The Small Business Development Center Network has centers across the country. They are working to help business owners and entrepreneurs better understand new programs available to them through the Coronavirus Aid, Relief, and Economic Security (CARES) Act.
Pat Nye with the Los Angeles Small Business Development Center Network says every little thing helps.
"We're encouraging people to, you know, take advantage of small businesses where they might be able to buy gift cards, sending flowers or even shopping ahead for occasions like birthdays and holidays if you can," Nye said.
While many small businesses are now waiting for loans from the government, they're also looking to the community for help, asking them to purchase gift cards, order food or products and contribute to tip jars.
"They need us now more than ever, so we're doing our part," says Jeremy Cudd, who bought 100 small business gift cards to use in the future.
Across the nation, virtual tip jars have started to help employees who have been laid off.
At the Little Door restaurant in Los Angeles, there's an unusual silence that worries general manager Michael Gannon.
"Everybody is going through it, it's devastating.

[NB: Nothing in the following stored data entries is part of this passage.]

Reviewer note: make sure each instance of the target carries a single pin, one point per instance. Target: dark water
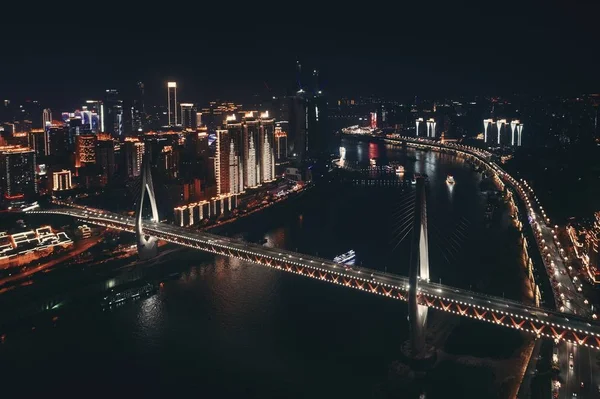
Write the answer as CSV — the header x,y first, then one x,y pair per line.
x,y
221,327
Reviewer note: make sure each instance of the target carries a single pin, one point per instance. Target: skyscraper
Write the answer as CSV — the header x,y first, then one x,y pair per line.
x,y
113,107
133,151
17,173
249,131
39,142
228,167
97,108
172,103
105,159
46,117
85,150
138,110
188,115
267,148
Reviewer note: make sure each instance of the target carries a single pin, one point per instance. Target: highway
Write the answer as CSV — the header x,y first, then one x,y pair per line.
x,y
516,314
572,324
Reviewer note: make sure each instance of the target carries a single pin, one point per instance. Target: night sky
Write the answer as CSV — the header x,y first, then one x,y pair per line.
x,y
395,51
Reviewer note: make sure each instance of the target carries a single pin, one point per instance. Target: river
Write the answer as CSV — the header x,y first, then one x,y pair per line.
x,y
221,327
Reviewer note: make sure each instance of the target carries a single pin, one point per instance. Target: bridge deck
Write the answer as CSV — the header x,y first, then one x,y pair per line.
x,y
504,312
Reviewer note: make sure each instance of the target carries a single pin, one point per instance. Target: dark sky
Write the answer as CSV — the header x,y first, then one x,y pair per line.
x,y
382,49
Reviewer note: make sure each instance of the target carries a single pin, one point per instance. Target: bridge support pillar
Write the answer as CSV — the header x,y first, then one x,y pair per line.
x,y
419,270
147,245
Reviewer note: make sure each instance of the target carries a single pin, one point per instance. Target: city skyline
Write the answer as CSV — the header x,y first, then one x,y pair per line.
x,y
204,206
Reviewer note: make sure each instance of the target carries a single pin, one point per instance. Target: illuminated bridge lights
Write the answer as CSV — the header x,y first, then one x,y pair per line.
x,y
497,311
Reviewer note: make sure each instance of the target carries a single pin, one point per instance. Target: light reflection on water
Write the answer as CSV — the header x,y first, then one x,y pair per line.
x,y
234,328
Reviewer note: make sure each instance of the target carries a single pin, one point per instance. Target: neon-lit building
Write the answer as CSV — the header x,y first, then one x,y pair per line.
x,y
418,123
172,103
516,127
431,124
194,213
228,165
280,143
133,151
39,141
586,241
46,118
62,180
373,120
188,115
17,172
85,150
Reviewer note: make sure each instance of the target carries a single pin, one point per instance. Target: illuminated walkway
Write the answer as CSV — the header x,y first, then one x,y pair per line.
x,y
499,311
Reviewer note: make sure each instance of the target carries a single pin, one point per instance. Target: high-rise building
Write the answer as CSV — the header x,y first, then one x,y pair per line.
x,y
188,115
228,167
113,118
249,131
46,118
61,180
105,159
138,110
172,103
133,151
267,148
281,146
85,150
298,125
39,142
17,172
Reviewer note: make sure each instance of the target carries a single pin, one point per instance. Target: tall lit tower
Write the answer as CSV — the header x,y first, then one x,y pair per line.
x,y
188,115
172,103
486,125
519,131
513,126
499,124
267,147
431,127
46,117
418,122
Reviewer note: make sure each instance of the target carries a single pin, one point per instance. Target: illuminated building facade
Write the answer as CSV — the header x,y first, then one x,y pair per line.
x,y
373,120
194,213
188,115
61,180
133,151
228,165
97,109
113,117
250,130
586,242
105,159
17,172
418,124
138,110
38,141
281,146
172,103
516,128
85,150
267,148
46,118
431,125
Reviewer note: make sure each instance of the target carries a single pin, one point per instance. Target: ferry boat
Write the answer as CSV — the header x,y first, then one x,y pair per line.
x,y
343,258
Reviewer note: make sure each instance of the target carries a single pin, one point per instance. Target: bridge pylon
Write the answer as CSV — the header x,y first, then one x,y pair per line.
x,y
147,245
419,270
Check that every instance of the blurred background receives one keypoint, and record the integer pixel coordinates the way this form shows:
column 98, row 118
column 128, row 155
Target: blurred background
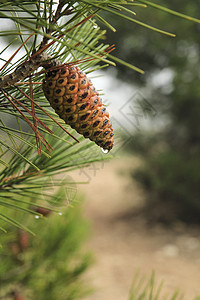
column 143, row 206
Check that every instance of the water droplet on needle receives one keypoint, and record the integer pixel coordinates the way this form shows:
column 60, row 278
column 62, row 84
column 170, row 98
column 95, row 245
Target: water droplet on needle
column 104, row 150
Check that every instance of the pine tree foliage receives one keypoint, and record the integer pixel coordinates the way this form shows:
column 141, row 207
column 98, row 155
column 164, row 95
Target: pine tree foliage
column 34, row 144
column 144, row 288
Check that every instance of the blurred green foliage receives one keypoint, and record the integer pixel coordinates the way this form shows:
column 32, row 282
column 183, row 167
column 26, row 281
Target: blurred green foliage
column 170, row 155
column 49, row 265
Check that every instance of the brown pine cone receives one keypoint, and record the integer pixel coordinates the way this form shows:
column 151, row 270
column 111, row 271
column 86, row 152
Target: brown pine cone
column 77, row 102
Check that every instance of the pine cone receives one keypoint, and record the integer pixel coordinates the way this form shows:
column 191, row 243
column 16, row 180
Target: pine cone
column 77, row 102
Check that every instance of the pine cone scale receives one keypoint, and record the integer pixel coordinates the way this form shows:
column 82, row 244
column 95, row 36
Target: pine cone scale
column 77, row 102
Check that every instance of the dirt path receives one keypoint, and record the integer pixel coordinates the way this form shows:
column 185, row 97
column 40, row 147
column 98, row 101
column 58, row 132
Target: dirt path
column 121, row 248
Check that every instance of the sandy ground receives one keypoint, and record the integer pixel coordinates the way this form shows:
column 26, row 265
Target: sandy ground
column 121, row 248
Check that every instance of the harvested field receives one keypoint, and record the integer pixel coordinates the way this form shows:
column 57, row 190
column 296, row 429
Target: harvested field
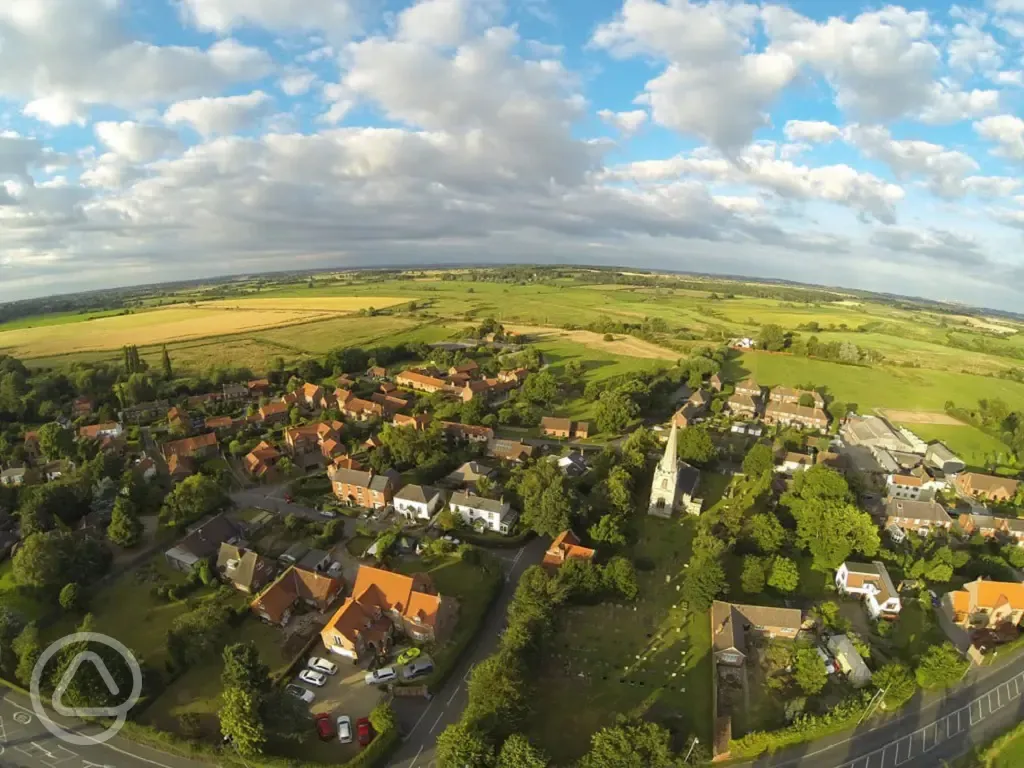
column 627, row 346
column 922, row 417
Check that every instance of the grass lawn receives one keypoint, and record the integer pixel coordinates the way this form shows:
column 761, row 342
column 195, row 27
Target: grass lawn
column 970, row 443
column 651, row 657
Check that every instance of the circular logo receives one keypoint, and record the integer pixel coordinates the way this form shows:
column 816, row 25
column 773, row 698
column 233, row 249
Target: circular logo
column 119, row 713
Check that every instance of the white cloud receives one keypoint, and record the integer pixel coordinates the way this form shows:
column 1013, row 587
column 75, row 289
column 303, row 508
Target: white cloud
column 626, row 123
column 222, row 115
column 816, row 131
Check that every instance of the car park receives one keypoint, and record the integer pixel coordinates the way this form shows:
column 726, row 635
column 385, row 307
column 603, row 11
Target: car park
column 312, row 677
column 383, row 675
column 322, row 666
column 344, row 729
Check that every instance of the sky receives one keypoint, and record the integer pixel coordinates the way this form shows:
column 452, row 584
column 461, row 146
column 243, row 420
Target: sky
column 876, row 146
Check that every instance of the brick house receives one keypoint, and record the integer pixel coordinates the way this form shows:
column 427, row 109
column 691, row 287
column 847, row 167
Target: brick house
column 384, row 603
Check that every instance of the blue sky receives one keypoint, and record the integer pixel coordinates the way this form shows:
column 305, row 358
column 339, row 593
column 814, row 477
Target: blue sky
column 870, row 146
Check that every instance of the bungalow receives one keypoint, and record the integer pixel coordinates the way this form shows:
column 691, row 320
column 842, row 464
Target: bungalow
column 983, row 604
column 564, row 428
column 731, row 622
column 795, row 415
column 418, row 502
column 566, row 547
column 364, row 488
column 488, row 514
column 871, row 581
column 988, row 487
column 383, row 602
column 97, row 431
column 916, row 515
column 276, row 603
column 245, row 569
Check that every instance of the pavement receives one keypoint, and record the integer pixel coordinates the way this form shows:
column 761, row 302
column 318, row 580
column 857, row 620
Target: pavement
column 423, row 721
column 25, row 742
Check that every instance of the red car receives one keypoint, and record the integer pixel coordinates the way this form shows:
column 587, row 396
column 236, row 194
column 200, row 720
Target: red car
column 325, row 728
column 364, row 731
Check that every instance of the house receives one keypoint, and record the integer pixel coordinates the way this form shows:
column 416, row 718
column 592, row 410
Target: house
column 742, row 404
column 467, row 475
column 479, row 512
column 97, row 431
column 364, row 488
column 467, row 432
column 418, row 502
column 916, row 515
column 730, row 624
column 791, row 415
column 566, row 547
column 261, row 460
column 871, row 581
column 273, row 413
column 276, row 603
column 987, row 487
column 983, row 604
column 565, row 428
column 942, row 459
column 202, row 543
column 903, row 486
column 245, row 569
column 791, row 396
column 510, row 451
column 383, row 603
column 850, row 663
column 201, row 446
column 421, row 382
column 749, row 387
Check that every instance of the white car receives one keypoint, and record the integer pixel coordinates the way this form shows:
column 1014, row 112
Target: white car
column 300, row 693
column 344, row 729
column 383, row 675
column 312, row 677
column 323, row 666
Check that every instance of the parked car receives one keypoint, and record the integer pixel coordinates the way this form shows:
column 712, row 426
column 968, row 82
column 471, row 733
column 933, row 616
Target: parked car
column 344, row 729
column 300, row 693
column 365, row 731
column 322, row 665
column 383, row 675
column 418, row 668
column 325, row 728
column 312, row 677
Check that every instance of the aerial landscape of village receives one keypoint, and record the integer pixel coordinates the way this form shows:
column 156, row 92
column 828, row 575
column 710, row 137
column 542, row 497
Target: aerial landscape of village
column 517, row 516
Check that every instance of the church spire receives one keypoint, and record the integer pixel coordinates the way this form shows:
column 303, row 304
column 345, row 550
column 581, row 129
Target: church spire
column 669, row 462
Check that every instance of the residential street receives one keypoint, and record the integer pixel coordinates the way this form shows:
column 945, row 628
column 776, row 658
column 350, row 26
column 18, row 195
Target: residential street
column 422, row 721
column 25, row 742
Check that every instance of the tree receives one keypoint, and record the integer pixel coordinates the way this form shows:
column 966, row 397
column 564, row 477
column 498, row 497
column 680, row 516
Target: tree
column 125, row 528
column 55, row 441
column 72, row 597
column 630, row 743
column 28, row 646
column 241, row 721
column 462, row 745
column 753, row 578
column 767, row 532
column 758, row 461
column 190, row 500
column 809, row 671
column 166, row 361
column 828, row 525
column 784, row 574
column 940, row 667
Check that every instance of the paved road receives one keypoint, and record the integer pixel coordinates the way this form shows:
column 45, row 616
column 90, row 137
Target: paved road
column 939, row 728
column 25, row 742
column 424, row 721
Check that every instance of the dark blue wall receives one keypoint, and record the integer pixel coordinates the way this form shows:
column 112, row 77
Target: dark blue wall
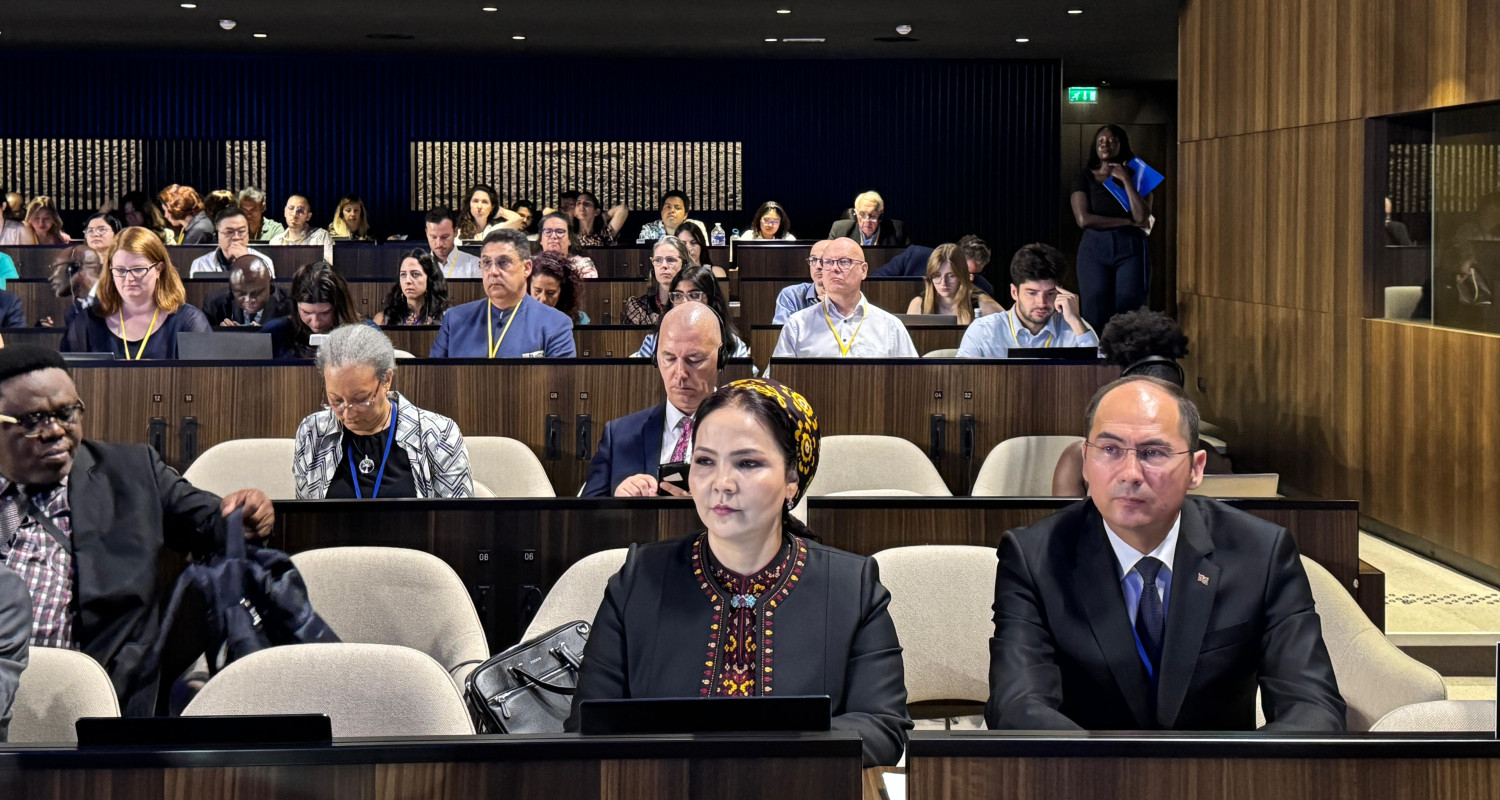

And we're at a loss,” he said.
His empty restaurant is a familiar scene across the country. The only orders are takeout or delivery. Most of the staff has been let go.
"There are four of us now and there were 48 before," Gannon said.
Trina Belton is the owner of Spa Le La, a full-service spa in Los Angeles that offers on-site child care. She says her business came to a halt and right now there aren't many options for revenue.
"I come here, I bag up products with gloves and a mask, and I hand-deliver them to people's houses," Belton said.